O ministro das Comunicações, Frederico Siqueira Filho, afirmou que o governo aguarda a definição do Supremo Tribunal Federal (STF) sobre a disputa envolvendo o Fistel, mas defendeu que eventual acordo com as operadoras permita transformar parte dos valores discutidos em investimentos em infraestrutura digital. A declaração foi feita durante coletiva no Painel Telebrasil 2026, sobre a arrecadação do fundo, a aplicação dos recursos e a possibilidade de composição com o setor.
Foto: Divulgação/ConexisSegundo o ministro, o ponto central para o Ministério das Comunicações é saber “o quanto a gente vai poder fazer de investimentos para ampliar a infraestrutura digital”. Ele afirmou que o governo tem um entendimento sobre o tema, mas condicionou os próximos passos à decisão judicial. Em caso de acordo, disse que a preocupação do ministério será buscar a conversão de parte dos recursos em obrigação de fazer, voltada a projetos de conectividade.
“Caso a gente consiga ter essa oportunidade, o que a gente vai defender é que parte desses recursos sejam transformados em obrigação de fazer para investimentos em infraestrutura digital”, afirmou. O ministro associou essa possibilidade ao atendimento da população que ainda precisa de serviços de conectividade, especialmente no interior do país.
Sobre o julgamento no STF e da avaliação das teles de que o Fistel arrecada mais do que é aplicado na fiscalização do setor, Siqueira evitou antecipar qual será o desfecho, mas indicou que o ministério vê espaço para discutir uma solução que produza efeitos práticos sobre a expansão das redes. Questionado se os valores seriam aqueles provisionados pelas operadoras durante os anos de disputa ou se envolveriam pagamentos futuros, ele respondeu que falava de uma hipótese de acordo e que uma das condições defendidas pelo MCom seria justamente converter parte dos valores em investimentos.
Acerca da possibilidade de o valor final a ser pago pelas teles ser menor do que o montante atualmente cobrado, o ministro não cravou uma resposta e disse apenas que isso dependerá dos termos definidos na Justiça. “Na verdade é um acordo, vai depender do teor do acordo”, afirmou. Sobre os valores que deixaram de ser arrecadados nos últimos anos — pouco mais de R$ 15 bilhões —, o ministro enfatizou que a decisão caberá à Justiça.
Fust sem contingenciamento
Siqueira ainda diferenciou a discussão sobre o Fistel da agenda do Fust.
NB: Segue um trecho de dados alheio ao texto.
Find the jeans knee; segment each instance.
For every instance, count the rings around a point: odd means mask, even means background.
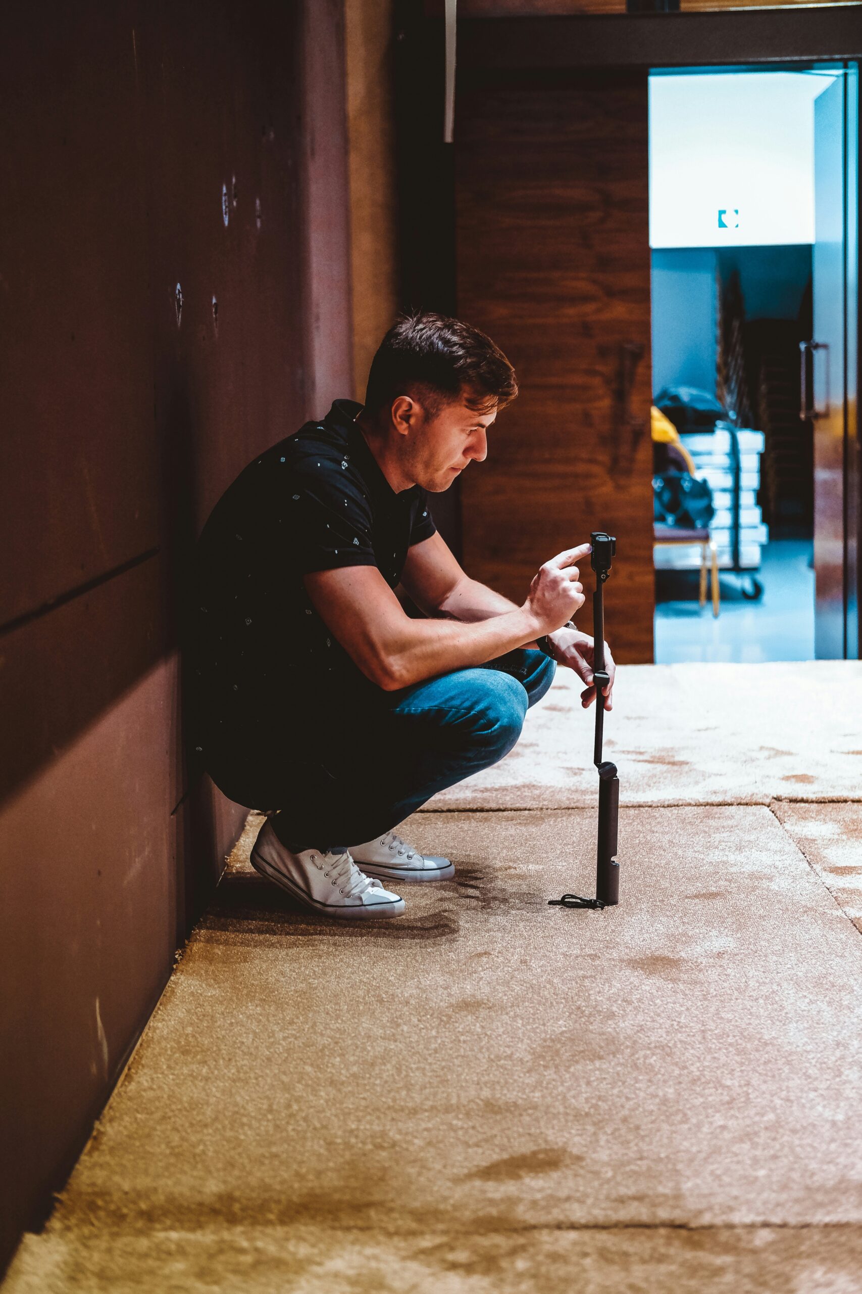
[[[535,652],[535,655],[541,656],[541,660],[536,663],[534,673],[529,682],[525,683],[527,688],[527,707],[535,705],[536,701],[541,700],[557,673],[557,663],[551,656],[545,656],[544,652]]]
[[[477,692],[473,705],[472,735],[485,749],[501,760],[512,749],[523,727],[527,694],[523,685],[499,670],[476,670]]]

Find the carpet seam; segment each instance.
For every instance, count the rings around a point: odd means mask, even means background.
[[[620,809],[769,809],[773,804],[790,805],[862,805],[862,798],[845,796],[769,796],[764,800],[650,800],[647,804],[620,801]],[[579,805],[430,805],[424,804],[416,813],[574,813],[596,809],[598,800]]]
[[[853,804],[856,804],[856,802],[858,802],[858,801],[853,801]],[[769,811],[773,815],[773,818],[775,819],[775,822],[778,823],[778,826],[781,827],[781,829],[783,831],[783,833],[790,840],[791,845],[794,845],[799,850],[799,853],[803,855],[803,858],[805,859],[805,863],[808,864],[809,870],[817,877],[817,880],[821,883],[821,885],[823,886],[823,889],[826,890],[826,893],[828,894],[828,897],[832,899],[832,902],[835,903],[835,906],[839,910],[839,912],[841,914],[841,916],[845,917],[845,920],[848,920],[850,923],[850,925],[853,927],[853,930],[854,930],[856,934],[862,936],[862,930],[859,930],[858,925],[856,924],[856,921],[853,920],[853,917],[850,916],[850,914],[846,911],[846,908],[844,907],[844,905],[840,902],[840,899],[837,898],[837,895],[826,884],[826,880],[823,879],[823,875],[822,875],[821,870],[817,867],[817,864],[808,857],[808,854],[805,853],[805,850],[803,849],[803,846],[800,845],[800,842],[797,840],[794,840],[794,837],[791,836],[790,831],[787,829],[787,827],[784,826],[784,823],[781,820],[781,818],[778,817],[778,814],[773,809],[772,802],[769,805]]]
[[[249,1224],[247,1222],[231,1223],[231,1222],[226,1222],[225,1219],[221,1219],[220,1223],[218,1223],[218,1225],[224,1227],[225,1229],[231,1229],[231,1228],[243,1228],[243,1229],[247,1229]],[[300,1219],[297,1222],[275,1222],[275,1223],[269,1223],[269,1222],[258,1220],[253,1225],[260,1227],[262,1229],[268,1229],[268,1231],[271,1229],[271,1228],[278,1228],[278,1229],[284,1229],[284,1231],[292,1231],[292,1229],[308,1229],[309,1227],[311,1227],[311,1228],[321,1227],[322,1223],[317,1222],[317,1220],[309,1220],[309,1219]],[[110,1232],[127,1232],[127,1233],[128,1232],[133,1232],[133,1233],[138,1233],[138,1234],[152,1236],[154,1233],[159,1233],[159,1232],[162,1232],[162,1233],[172,1233],[172,1232],[177,1232],[177,1231],[180,1231],[180,1232],[187,1231],[187,1228],[184,1228],[182,1225],[180,1225],[180,1227],[177,1227],[177,1225],[149,1227],[149,1228],[134,1228],[134,1227],[123,1227],[123,1225],[112,1225],[111,1227],[110,1224],[109,1225],[103,1225],[103,1224],[100,1224],[98,1222],[93,1223],[90,1220],[87,1220],[84,1223],[84,1225],[81,1227],[79,1224],[70,1224],[68,1219],[63,1219],[62,1222],[54,1223],[54,1227],[56,1227],[57,1231],[65,1231],[67,1233],[68,1232],[75,1232],[78,1234],[83,1234],[85,1232],[90,1232],[92,1233],[92,1232],[109,1232],[110,1231]],[[421,1227],[420,1225],[416,1229],[411,1228],[411,1229],[395,1232],[394,1234],[401,1236],[403,1238],[407,1238],[410,1236],[428,1234],[428,1233],[447,1234],[447,1236],[507,1236],[507,1234],[509,1234],[509,1236],[518,1236],[518,1234],[531,1234],[531,1233],[543,1232],[543,1231],[545,1231],[545,1232],[554,1232],[554,1233],[556,1232],[587,1232],[587,1231],[591,1231],[591,1232],[613,1232],[613,1231],[688,1231],[688,1232],[711,1232],[711,1231],[762,1231],[762,1229],[766,1229],[766,1228],[770,1229],[770,1231],[862,1231],[862,1220],[857,1220],[857,1222],[707,1222],[707,1223],[697,1223],[697,1222],[691,1222],[691,1223],[689,1223],[689,1222],[609,1222],[609,1223],[576,1223],[576,1222],[574,1222],[574,1223],[565,1223],[565,1222],[561,1222],[561,1223],[523,1223],[521,1227],[483,1227],[483,1225],[477,1225],[477,1227],[470,1227],[470,1228],[446,1227],[446,1225],[443,1225],[443,1227],[439,1227],[439,1225],[437,1225],[437,1227],[436,1225]],[[199,1231],[200,1228],[195,1228],[195,1229]],[[371,1223],[368,1225],[363,1225],[362,1223],[339,1223],[339,1232],[340,1233],[354,1232],[354,1233],[358,1233],[358,1234],[370,1234],[370,1233],[373,1233],[373,1232],[380,1232],[380,1229],[381,1229],[381,1224],[380,1223]],[[35,1234],[35,1232],[25,1232],[25,1234]]]

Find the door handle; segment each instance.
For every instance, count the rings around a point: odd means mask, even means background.
[[[817,392],[814,391],[814,356],[817,351],[826,351],[826,389],[823,408],[817,408]],[[799,343],[799,361],[800,361],[800,392],[801,404],[799,409],[799,417],[803,422],[808,422],[809,418],[814,422],[817,418],[828,418],[830,414],[830,348],[828,342],[800,342]]]
[[[644,358],[646,347],[642,342],[622,342],[619,347],[619,367],[616,370],[616,389],[614,401],[614,426],[611,428],[611,471],[631,472],[637,455],[637,448],[646,423],[632,413],[632,392],[637,366]],[[628,433],[628,445],[622,444],[622,433]]]

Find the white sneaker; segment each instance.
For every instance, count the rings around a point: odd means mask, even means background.
[[[364,845],[350,845],[350,855],[368,876],[392,881],[447,881],[455,875],[448,858],[420,854],[412,845],[388,831]]]
[[[251,864],[268,880],[326,916],[401,916],[405,901],[371,880],[350,854],[304,849],[293,854],[268,818],[251,851]]]

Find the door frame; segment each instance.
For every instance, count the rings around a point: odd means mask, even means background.
[[[454,313],[457,91],[551,80],[583,84],[613,71],[660,67],[862,62],[859,5],[721,13],[465,18],[457,25],[455,144],[443,144],[443,19],[423,0],[395,0],[395,116],[403,308]],[[857,89],[862,78],[857,80]],[[857,168],[857,176],[859,171]],[[862,184],[862,177],[859,177]],[[862,202],[857,201],[857,217]],[[858,241],[858,219],[857,219]],[[857,242],[858,245],[858,242]],[[862,296],[857,294],[858,298]],[[857,320],[857,329],[862,318]],[[857,355],[857,391],[862,362]],[[858,445],[858,440],[857,440]],[[862,496],[859,455],[854,497]],[[441,532],[460,556],[457,483],[441,496]],[[857,518],[862,528],[862,519]],[[857,551],[862,534],[857,536]],[[862,571],[857,572],[862,584]],[[862,587],[857,594],[862,611]],[[862,638],[862,634],[858,634]]]

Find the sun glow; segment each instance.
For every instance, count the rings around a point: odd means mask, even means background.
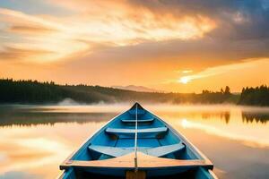
[[[181,77],[179,79],[179,82],[183,83],[183,84],[187,84],[188,83],[189,81],[191,81],[191,79],[187,76],[184,76],[184,77]]]

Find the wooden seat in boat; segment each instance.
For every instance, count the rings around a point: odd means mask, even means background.
[[[88,147],[90,150],[96,151],[101,154],[106,154],[111,157],[124,156],[127,153],[131,153],[134,149],[122,149],[109,146],[100,146],[100,145],[90,145]]]
[[[185,144],[183,143],[177,143],[172,145],[167,146],[161,146],[157,148],[151,148],[151,149],[139,149],[138,150],[142,151],[143,153],[148,154],[150,156],[154,157],[163,157],[170,153],[174,153],[185,149]],[[110,146],[100,146],[100,145],[90,145],[90,150],[106,154],[108,156],[111,156],[114,158],[124,156],[126,154],[131,153],[134,151],[133,148],[117,148],[117,147],[110,147]]]
[[[166,146],[161,146],[157,148],[152,148],[149,149],[146,149],[146,153],[150,156],[155,156],[155,157],[163,157],[170,153],[174,153],[179,150],[182,150],[186,148],[185,144],[183,143],[177,143],[172,145],[166,145]]]
[[[117,167],[117,168],[130,168],[133,169],[134,152],[104,160],[66,160],[60,166],[60,169],[65,169],[70,166],[78,167]],[[137,163],[139,168],[169,168],[169,167],[197,167],[213,169],[213,164],[208,159],[170,159],[164,158],[156,158],[149,156],[142,152],[137,152]]]
[[[149,119],[138,119],[137,123],[150,123],[154,121],[154,118],[149,118]],[[121,122],[123,123],[135,123],[135,119],[121,119]]]

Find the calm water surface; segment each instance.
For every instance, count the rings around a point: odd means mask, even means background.
[[[269,109],[144,106],[183,133],[220,178],[269,178]],[[0,107],[0,178],[55,178],[58,166],[128,106]]]

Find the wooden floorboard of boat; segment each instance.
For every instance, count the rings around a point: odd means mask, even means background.
[[[117,167],[117,168],[134,168],[134,153],[127,154],[122,157],[114,158],[105,160],[91,160],[91,161],[78,161],[69,160],[65,162],[60,167],[62,169],[69,166],[81,167]],[[139,168],[156,168],[156,167],[172,167],[172,166],[204,166],[212,169],[213,164],[208,160],[201,159],[170,159],[164,158],[156,158],[143,154],[137,153],[138,167]]]

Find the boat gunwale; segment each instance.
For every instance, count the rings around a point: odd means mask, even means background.
[[[128,109],[129,110],[129,109]],[[62,164],[60,165],[60,170],[63,170],[65,168],[62,168],[62,166],[65,166],[66,164],[72,162],[72,161],[81,161],[81,160],[72,160],[71,158],[76,154],[78,153],[80,150],[82,150],[83,148],[83,146],[90,141],[90,140],[91,140],[91,138],[93,138],[94,136],[96,136],[98,133],[101,132],[102,131],[105,130],[105,128],[108,125],[108,124],[110,124],[110,122],[116,120],[118,116],[120,116],[121,115],[125,114],[126,112],[127,112],[128,110],[126,110],[118,115],[117,115],[115,117],[113,117],[112,119],[108,120],[101,128],[97,129],[94,131],[94,132],[90,135],[79,147],[77,149],[74,149],[68,157],[66,159],[64,160],[64,162],[62,162]]]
Ao responder sobre a viabilidade de mudanças nos fundos setoriais, o ministro disse que, no caso do Fistel, será necessário aguardar a decisão do STF. Já em relação ao Fust, a posição do governo é pela ampliação e renovação do fundo, com liberação efetiva dos recursos para conectividade.
“O Fust, o que a gente está defendendo é a ampliação do Fust, renovação do Fust, sem contingenciamento, para que esse recurso possa contribuir com o investimento para ampliar a infraestrutura digital no Brasil”, afirmou.
Regulação terá trabalho com Anatel e Congresso
Sobre a necessidade de atualização da legislação e da regulação diante das transformações tecnológicas, o ministro afirmou que o setor de comunicações, assim como o mundo, passa por mudanças relevantes e que o debate precisa ser conduzido em conjunto com Anatel, Congresso Nacional e setor produtivo.
De acordo com Siqueira, o objetivo do governo brasileiro é criar condições para melhorar a competitividade, ampliar resultados para as operadoras e elevar os investimentos em infraestrutura. Ele disse que já existem pautas em discussão no Legislativo, mas defendeu um processo de modernização “a quatro mãos”.
Redata e plano de data centers
Outro tema abordado foi a política para data centers. O ministro disse ter expectativa de que o Redata seja votado ainda no primeiro semestre no Senado Federal. Ele afirmou também que os temas de infraestrutura para data centers estão sendo consolidados pelo governo.
Siqueira acrescentou ainda que a expectativa é concluir esse trabalho até junho ou, se a conclusão não ocorrer nesse prazo, ao menos abrir as primeiras informações recebidas do setor produtivo. A resposta indica que o MCom trabalha em uma etapa de consolidação das contribuições, ainda sem apresentar detalhes finais da política.
Marco legal da IA
O ministro também demonstrou expectativa de aprovação do marco legal da inteligência artificial ainda no primeiro semestre. Ele citou a articulação do deputado Aguinaldo Ribeiro e o apoio do presidente da Câmara, Hugo Motta, e de líderes partidários.
“Então a gente tem uma expectativa positiva quanto ao governo que essa pauta será superada ainda nesse semestre”, afirmou.